= Louis Janover =

French essayist, translator and publisher

Louis Janover (born 1937) is a French essayist, translator and publisher. He is a theorist of council communism.

In 1956, he signed a leaflet drafted mainly by André Breton with the surrealist group, Hongrie, soleil levant, supporting the Hungarian Revolution of 1956.

He was member of the Spartacus group (1961-1963) alongside Roger Langlais and Bernard Pécheur. In 1961, he signed the "Manifesto of the 121" in the first and only issue of the surrealist magazine Sédition, which was also signed by André Breton, Michèle Bernstein and Guy Debord.

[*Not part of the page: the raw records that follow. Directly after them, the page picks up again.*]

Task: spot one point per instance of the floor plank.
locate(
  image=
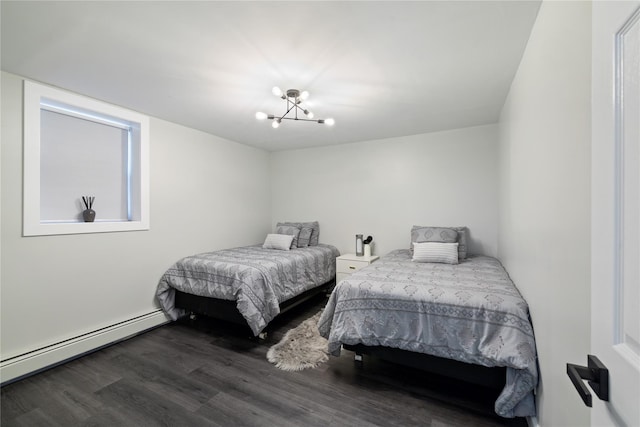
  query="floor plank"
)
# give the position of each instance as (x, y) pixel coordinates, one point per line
(209, 373)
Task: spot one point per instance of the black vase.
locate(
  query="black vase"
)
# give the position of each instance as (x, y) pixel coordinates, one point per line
(89, 215)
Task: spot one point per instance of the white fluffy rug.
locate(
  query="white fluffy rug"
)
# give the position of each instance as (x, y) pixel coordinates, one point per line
(301, 348)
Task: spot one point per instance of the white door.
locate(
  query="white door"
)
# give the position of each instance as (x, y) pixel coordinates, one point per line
(615, 222)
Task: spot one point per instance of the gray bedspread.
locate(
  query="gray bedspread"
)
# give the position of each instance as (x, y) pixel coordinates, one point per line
(258, 279)
(470, 312)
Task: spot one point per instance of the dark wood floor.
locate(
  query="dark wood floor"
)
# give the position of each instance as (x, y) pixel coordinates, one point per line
(206, 373)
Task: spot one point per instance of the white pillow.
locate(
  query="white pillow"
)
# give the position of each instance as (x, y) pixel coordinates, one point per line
(278, 241)
(446, 253)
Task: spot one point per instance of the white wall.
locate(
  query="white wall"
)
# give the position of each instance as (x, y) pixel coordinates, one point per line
(206, 193)
(383, 187)
(544, 229)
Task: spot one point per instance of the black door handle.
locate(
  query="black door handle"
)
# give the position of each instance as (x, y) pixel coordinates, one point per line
(596, 373)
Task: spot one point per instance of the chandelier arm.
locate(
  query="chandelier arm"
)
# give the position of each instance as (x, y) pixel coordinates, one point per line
(286, 118)
(301, 120)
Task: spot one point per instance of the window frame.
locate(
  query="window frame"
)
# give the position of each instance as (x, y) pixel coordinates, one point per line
(34, 95)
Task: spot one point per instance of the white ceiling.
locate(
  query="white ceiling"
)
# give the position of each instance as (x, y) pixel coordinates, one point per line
(380, 69)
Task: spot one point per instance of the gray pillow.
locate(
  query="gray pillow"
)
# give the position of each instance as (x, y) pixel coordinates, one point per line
(315, 231)
(305, 237)
(421, 233)
(291, 231)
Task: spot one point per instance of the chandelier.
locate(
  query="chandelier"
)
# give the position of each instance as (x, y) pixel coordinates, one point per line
(293, 98)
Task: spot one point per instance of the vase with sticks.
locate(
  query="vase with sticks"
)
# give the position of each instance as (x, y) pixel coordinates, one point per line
(88, 214)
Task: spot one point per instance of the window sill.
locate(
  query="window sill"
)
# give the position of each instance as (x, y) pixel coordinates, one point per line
(53, 228)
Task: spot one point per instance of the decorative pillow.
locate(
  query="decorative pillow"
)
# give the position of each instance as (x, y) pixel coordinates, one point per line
(315, 235)
(441, 234)
(304, 237)
(290, 230)
(315, 230)
(446, 253)
(278, 241)
(462, 241)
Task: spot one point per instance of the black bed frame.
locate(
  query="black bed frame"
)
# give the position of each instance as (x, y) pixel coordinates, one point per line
(493, 378)
(226, 309)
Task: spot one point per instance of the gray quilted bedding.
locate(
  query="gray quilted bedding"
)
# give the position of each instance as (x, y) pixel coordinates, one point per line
(470, 312)
(258, 279)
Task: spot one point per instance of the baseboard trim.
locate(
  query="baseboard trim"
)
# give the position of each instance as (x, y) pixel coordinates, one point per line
(30, 363)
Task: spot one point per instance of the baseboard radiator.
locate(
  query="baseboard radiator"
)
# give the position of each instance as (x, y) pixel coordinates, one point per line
(18, 367)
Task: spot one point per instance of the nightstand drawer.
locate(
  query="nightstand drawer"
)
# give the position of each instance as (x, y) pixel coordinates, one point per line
(349, 266)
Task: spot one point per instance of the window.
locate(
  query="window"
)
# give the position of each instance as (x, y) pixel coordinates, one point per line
(76, 146)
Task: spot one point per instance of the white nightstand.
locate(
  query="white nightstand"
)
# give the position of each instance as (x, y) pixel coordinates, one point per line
(350, 263)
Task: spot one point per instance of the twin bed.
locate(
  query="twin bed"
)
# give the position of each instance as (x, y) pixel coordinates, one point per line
(431, 304)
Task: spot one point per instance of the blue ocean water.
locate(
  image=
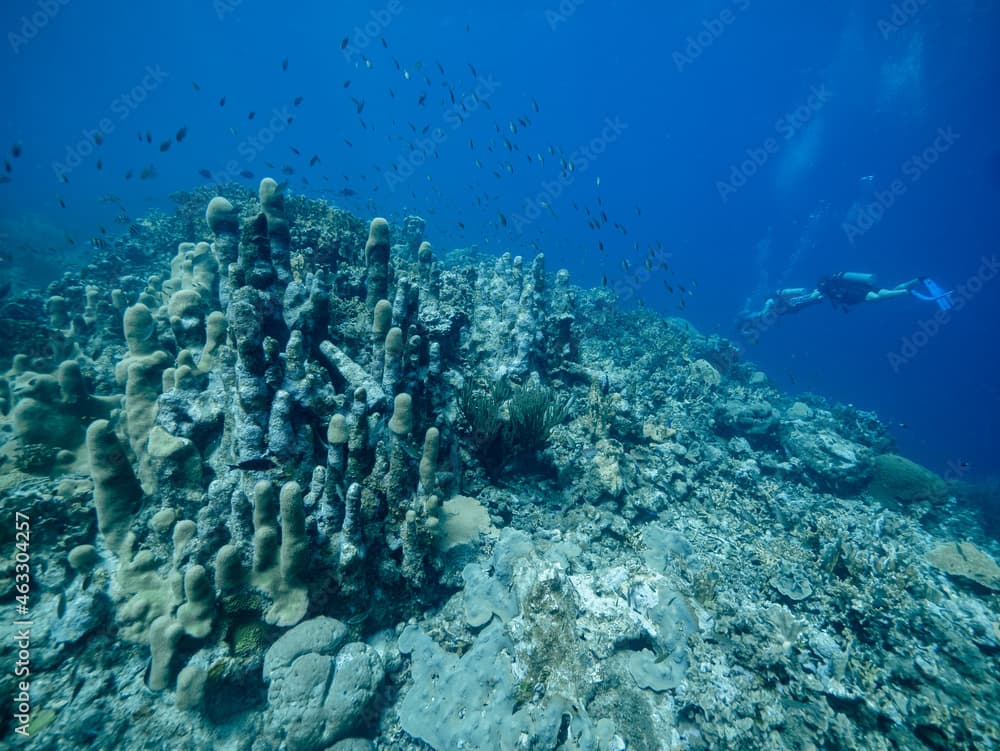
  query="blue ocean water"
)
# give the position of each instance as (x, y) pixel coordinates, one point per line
(694, 157)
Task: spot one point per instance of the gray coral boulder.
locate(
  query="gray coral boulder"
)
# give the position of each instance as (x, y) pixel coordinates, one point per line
(319, 690)
(832, 462)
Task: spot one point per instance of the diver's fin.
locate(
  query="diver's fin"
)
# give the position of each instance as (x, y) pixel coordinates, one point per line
(937, 294)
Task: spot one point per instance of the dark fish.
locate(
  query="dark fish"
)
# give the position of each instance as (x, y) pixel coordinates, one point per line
(254, 465)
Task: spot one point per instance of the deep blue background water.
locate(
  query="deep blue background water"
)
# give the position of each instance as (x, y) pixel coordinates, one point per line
(843, 90)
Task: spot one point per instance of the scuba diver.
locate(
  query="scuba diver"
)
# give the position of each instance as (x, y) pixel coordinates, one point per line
(844, 290)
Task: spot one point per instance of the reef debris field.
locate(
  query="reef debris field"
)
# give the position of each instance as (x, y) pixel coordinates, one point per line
(288, 481)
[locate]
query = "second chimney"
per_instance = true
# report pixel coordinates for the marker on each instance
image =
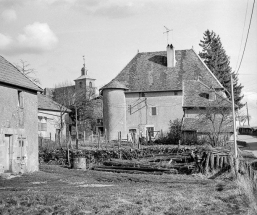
(170, 56)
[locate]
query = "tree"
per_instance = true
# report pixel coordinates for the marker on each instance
(30, 73)
(80, 102)
(174, 134)
(215, 57)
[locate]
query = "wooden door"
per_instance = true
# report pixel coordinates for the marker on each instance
(8, 153)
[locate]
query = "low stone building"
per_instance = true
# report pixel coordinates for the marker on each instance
(18, 120)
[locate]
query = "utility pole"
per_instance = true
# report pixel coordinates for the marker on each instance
(233, 111)
(167, 32)
(247, 113)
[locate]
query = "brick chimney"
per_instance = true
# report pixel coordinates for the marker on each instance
(170, 56)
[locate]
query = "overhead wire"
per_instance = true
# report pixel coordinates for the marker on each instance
(246, 37)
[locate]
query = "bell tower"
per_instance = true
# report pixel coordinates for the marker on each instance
(85, 82)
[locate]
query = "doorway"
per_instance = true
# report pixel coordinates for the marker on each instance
(8, 153)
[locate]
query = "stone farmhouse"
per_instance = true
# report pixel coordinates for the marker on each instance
(18, 120)
(52, 118)
(150, 92)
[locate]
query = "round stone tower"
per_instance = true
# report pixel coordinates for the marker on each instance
(114, 109)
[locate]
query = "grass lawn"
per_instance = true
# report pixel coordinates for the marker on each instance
(58, 190)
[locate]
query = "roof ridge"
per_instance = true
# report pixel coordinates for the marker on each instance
(208, 68)
(22, 73)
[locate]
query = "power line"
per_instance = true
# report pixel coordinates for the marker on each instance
(242, 35)
(246, 37)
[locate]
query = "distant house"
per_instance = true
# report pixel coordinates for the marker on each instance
(92, 120)
(18, 120)
(52, 118)
(148, 93)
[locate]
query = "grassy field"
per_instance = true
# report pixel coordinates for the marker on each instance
(58, 190)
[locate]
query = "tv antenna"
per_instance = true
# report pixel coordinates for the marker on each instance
(167, 32)
(84, 64)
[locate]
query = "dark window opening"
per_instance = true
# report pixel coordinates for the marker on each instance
(150, 131)
(133, 130)
(142, 94)
(154, 111)
(20, 99)
(204, 95)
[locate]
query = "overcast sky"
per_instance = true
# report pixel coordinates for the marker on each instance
(53, 35)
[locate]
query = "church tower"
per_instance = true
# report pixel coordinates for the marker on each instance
(85, 82)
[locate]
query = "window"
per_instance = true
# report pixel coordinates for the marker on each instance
(142, 94)
(20, 99)
(154, 111)
(42, 124)
(150, 131)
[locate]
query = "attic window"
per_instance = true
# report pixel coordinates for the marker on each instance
(141, 94)
(20, 99)
(204, 95)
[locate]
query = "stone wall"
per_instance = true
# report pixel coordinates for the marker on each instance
(18, 130)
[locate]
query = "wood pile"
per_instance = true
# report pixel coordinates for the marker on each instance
(154, 160)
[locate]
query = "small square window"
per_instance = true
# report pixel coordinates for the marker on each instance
(20, 99)
(154, 111)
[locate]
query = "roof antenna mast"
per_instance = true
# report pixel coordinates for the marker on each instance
(84, 64)
(167, 32)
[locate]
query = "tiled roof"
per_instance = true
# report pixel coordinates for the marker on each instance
(11, 75)
(193, 95)
(205, 126)
(149, 72)
(46, 103)
(83, 77)
(114, 85)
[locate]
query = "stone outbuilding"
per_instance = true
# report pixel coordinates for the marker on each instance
(18, 120)
(148, 93)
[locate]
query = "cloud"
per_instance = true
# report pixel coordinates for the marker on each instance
(5, 41)
(115, 11)
(11, 3)
(37, 38)
(9, 15)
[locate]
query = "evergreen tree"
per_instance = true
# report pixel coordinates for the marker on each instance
(215, 57)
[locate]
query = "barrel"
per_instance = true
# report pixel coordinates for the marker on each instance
(79, 163)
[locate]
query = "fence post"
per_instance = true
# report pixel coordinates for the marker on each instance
(119, 138)
(105, 136)
(98, 139)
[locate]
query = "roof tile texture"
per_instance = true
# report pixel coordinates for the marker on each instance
(11, 75)
(149, 72)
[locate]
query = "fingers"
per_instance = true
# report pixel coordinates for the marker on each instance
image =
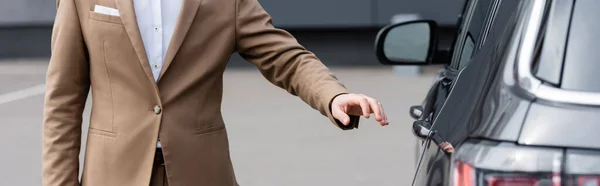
(365, 106)
(376, 109)
(358, 104)
(383, 115)
(340, 114)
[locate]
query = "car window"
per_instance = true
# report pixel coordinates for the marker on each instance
(467, 51)
(581, 64)
(548, 63)
(475, 28)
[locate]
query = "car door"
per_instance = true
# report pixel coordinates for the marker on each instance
(478, 62)
(478, 16)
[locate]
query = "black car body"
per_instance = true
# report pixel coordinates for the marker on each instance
(518, 99)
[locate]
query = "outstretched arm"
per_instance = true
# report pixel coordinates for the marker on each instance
(67, 86)
(287, 64)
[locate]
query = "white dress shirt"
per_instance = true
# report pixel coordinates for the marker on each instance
(156, 20)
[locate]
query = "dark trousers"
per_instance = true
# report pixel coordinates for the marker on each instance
(159, 174)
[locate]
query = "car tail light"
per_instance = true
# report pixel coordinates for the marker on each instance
(489, 163)
(465, 175)
(588, 181)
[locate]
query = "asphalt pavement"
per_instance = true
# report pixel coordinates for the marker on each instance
(275, 138)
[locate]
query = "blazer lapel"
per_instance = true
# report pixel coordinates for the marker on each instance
(127, 13)
(186, 17)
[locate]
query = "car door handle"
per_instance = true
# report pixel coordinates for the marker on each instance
(416, 112)
(420, 131)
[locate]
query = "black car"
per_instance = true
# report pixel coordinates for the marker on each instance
(518, 102)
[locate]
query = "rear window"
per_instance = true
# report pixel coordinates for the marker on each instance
(581, 69)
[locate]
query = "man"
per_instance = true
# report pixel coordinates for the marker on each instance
(155, 71)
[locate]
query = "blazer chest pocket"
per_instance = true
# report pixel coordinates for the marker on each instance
(95, 16)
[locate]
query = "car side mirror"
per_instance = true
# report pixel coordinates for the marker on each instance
(420, 131)
(407, 43)
(416, 112)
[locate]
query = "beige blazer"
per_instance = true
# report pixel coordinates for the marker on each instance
(104, 54)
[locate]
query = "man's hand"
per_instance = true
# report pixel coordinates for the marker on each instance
(356, 105)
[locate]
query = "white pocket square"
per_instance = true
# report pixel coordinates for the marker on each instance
(106, 10)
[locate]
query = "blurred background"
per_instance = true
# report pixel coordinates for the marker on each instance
(275, 138)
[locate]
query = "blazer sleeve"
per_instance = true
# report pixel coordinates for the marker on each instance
(284, 62)
(67, 86)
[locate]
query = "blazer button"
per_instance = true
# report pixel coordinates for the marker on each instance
(157, 109)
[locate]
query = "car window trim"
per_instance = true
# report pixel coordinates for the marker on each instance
(488, 22)
(462, 34)
(533, 86)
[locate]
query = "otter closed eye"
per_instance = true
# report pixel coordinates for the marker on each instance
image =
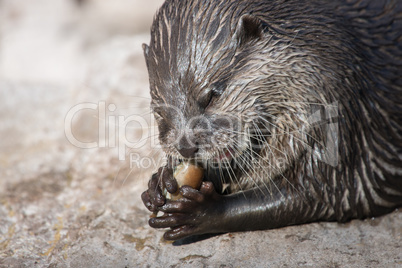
(292, 108)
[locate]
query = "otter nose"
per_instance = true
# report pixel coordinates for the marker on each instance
(186, 149)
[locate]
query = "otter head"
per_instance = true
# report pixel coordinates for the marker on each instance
(224, 86)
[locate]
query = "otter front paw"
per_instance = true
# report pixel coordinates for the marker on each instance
(154, 197)
(197, 212)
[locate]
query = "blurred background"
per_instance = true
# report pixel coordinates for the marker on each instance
(56, 55)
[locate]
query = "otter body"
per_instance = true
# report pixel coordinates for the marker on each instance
(294, 109)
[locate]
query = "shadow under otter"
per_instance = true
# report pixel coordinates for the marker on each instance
(294, 108)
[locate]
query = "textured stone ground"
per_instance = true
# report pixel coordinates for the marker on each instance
(66, 206)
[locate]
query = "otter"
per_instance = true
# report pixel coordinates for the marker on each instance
(293, 108)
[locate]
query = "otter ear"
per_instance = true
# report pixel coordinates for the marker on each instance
(145, 47)
(249, 28)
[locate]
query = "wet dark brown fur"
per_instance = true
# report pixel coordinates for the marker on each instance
(303, 97)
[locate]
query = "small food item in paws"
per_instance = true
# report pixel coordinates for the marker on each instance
(187, 173)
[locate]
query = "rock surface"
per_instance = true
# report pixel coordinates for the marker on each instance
(73, 100)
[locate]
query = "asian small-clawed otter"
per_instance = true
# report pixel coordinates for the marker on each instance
(293, 108)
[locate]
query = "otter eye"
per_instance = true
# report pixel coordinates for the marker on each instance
(216, 91)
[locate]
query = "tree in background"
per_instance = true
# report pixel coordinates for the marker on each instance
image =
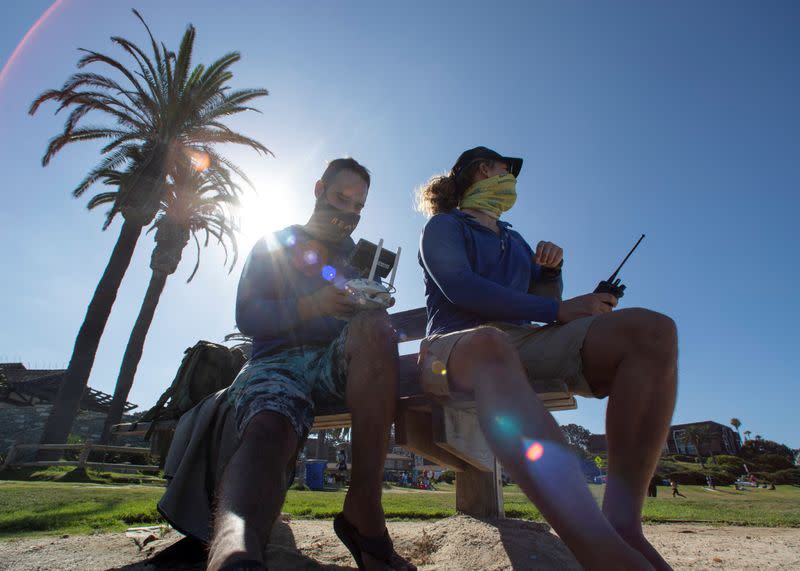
(736, 423)
(160, 108)
(199, 200)
(577, 437)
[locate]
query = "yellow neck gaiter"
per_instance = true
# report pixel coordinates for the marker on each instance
(493, 195)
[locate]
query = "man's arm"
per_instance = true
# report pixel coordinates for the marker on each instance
(259, 310)
(264, 309)
(445, 258)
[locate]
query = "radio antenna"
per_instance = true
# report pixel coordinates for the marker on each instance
(614, 275)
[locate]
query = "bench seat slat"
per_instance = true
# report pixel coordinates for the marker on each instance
(410, 324)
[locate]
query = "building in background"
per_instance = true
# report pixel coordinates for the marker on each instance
(720, 439)
(27, 396)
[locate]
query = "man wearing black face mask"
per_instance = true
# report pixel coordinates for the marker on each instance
(291, 301)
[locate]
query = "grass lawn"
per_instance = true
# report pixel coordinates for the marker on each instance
(37, 508)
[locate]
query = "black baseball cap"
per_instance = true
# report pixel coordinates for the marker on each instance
(482, 153)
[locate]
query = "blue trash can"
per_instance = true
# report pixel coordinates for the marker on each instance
(315, 474)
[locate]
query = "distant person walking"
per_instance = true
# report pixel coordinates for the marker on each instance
(652, 489)
(674, 485)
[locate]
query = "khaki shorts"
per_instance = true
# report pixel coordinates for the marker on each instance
(549, 352)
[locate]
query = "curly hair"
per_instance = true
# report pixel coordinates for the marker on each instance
(443, 192)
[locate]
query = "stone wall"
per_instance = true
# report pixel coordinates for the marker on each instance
(24, 425)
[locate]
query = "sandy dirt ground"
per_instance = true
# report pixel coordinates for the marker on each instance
(457, 543)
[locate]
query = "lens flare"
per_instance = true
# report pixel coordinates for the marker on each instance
(438, 368)
(200, 160)
(26, 38)
(328, 273)
(534, 451)
(506, 424)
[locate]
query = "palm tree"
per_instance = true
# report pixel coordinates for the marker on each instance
(159, 108)
(199, 198)
(736, 423)
(696, 435)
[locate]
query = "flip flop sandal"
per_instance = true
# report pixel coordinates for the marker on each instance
(380, 547)
(244, 565)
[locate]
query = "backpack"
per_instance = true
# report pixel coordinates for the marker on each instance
(205, 369)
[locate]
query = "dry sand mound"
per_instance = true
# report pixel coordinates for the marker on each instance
(457, 543)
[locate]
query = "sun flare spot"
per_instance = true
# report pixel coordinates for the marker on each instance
(534, 452)
(200, 160)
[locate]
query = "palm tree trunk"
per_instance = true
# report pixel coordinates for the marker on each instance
(133, 352)
(65, 408)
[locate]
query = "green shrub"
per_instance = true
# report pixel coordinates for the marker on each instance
(684, 458)
(723, 477)
(788, 476)
(688, 478)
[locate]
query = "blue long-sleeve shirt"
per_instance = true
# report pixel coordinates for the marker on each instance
(474, 276)
(280, 269)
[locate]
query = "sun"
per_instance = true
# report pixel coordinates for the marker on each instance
(271, 207)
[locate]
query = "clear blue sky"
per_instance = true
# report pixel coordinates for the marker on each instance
(675, 119)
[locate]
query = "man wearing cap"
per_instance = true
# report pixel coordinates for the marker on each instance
(484, 287)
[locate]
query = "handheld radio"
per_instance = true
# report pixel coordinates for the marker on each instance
(612, 285)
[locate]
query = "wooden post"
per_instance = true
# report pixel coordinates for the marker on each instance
(12, 452)
(84, 456)
(480, 494)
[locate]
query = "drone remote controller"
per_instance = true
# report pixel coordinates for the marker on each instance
(613, 284)
(367, 292)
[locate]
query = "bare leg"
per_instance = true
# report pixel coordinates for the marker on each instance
(632, 355)
(252, 491)
(515, 421)
(371, 396)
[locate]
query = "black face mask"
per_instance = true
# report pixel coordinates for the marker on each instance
(329, 223)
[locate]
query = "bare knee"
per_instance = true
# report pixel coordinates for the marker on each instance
(486, 353)
(271, 436)
(371, 331)
(652, 335)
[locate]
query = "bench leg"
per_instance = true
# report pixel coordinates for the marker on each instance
(480, 494)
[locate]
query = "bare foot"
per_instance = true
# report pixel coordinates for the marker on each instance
(397, 563)
(638, 541)
(373, 525)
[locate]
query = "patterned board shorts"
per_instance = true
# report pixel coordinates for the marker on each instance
(291, 383)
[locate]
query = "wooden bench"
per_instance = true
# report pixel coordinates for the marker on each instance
(446, 431)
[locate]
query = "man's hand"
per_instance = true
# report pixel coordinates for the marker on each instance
(548, 255)
(329, 300)
(585, 306)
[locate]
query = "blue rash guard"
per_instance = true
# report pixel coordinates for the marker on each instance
(474, 276)
(280, 269)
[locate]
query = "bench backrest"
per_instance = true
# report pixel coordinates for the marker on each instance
(410, 326)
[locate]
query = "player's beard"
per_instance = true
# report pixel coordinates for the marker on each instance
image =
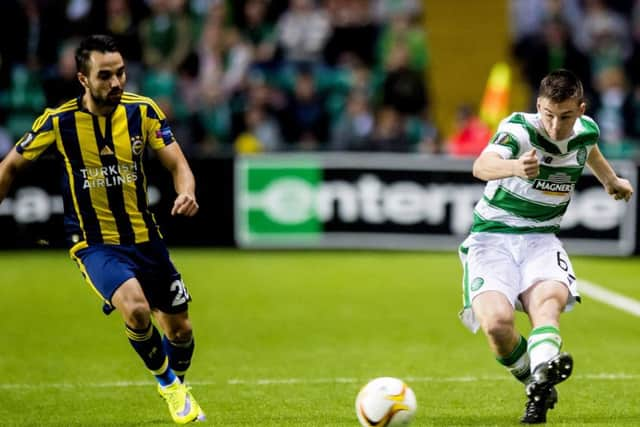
(110, 100)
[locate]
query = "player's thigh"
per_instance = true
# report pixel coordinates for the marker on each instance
(105, 268)
(493, 310)
(547, 261)
(490, 267)
(161, 282)
(176, 326)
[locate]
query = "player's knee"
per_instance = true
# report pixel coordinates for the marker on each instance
(180, 331)
(137, 314)
(499, 325)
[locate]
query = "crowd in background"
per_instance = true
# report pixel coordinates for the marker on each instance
(243, 76)
(600, 41)
(237, 76)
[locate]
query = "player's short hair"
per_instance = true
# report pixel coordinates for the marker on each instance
(561, 85)
(94, 43)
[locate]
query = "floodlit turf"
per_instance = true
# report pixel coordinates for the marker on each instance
(288, 338)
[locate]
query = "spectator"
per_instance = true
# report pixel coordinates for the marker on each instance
(355, 127)
(354, 33)
(60, 82)
(403, 87)
(549, 50)
(261, 134)
(302, 32)
(165, 36)
(305, 121)
(470, 136)
(388, 135)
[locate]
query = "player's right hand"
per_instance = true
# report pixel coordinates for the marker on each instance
(528, 165)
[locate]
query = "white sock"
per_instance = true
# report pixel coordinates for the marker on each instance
(544, 343)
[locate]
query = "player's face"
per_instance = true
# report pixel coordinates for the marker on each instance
(558, 118)
(106, 78)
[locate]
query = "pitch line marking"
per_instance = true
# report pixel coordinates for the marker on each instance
(608, 297)
(294, 381)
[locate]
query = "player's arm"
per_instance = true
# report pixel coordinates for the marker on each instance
(9, 168)
(491, 165)
(619, 188)
(175, 162)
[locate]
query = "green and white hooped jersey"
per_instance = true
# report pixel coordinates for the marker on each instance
(518, 205)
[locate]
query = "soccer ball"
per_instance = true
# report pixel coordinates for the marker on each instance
(385, 401)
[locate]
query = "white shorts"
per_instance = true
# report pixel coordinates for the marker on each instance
(510, 264)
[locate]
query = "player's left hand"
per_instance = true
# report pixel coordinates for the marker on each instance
(620, 189)
(185, 204)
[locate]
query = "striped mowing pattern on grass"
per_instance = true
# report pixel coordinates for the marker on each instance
(604, 376)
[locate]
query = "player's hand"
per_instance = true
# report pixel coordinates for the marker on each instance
(185, 204)
(620, 189)
(527, 166)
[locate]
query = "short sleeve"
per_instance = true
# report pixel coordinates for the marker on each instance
(504, 144)
(38, 139)
(159, 133)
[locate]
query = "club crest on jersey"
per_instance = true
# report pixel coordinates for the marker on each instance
(136, 145)
(501, 139)
(581, 156)
(165, 134)
(27, 139)
(556, 184)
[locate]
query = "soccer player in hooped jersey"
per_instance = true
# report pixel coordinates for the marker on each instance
(512, 258)
(101, 138)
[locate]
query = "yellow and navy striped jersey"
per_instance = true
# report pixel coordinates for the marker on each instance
(105, 187)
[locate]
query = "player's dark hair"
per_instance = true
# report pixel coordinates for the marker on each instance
(94, 43)
(561, 85)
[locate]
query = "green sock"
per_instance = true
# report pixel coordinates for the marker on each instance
(518, 361)
(544, 343)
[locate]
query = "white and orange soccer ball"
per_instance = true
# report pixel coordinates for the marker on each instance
(386, 401)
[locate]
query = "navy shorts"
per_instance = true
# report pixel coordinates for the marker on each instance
(106, 267)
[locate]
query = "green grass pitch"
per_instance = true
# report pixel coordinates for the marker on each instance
(288, 338)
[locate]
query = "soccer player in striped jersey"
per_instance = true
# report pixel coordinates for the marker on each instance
(512, 258)
(101, 138)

Following the dissolution of the Spartacus group, he created and directed from 1963 to 1969 the magazine Front Noir, where he collaborated with Gaëtan Langlais, a member of the Letterist International, and Jacques Moreau, a painter and engraver close to Guy Debord. Fiercely opposed to the theories of the Situationist International, he published many council communist texts in his magazine and proposes to develop a radical critique of the concept of the avant-garde.

Close to Maximilien Rubel, he was co-director of the journal Études de marxologie.

In addition to the publication of his own essays, he is a scientific editor and collection director for Éditions Gallimard, the Bibliothèque de la Pléiade, Paris-Méditerranée, the Éditions Sulliver, and the Éditions de La Nuit.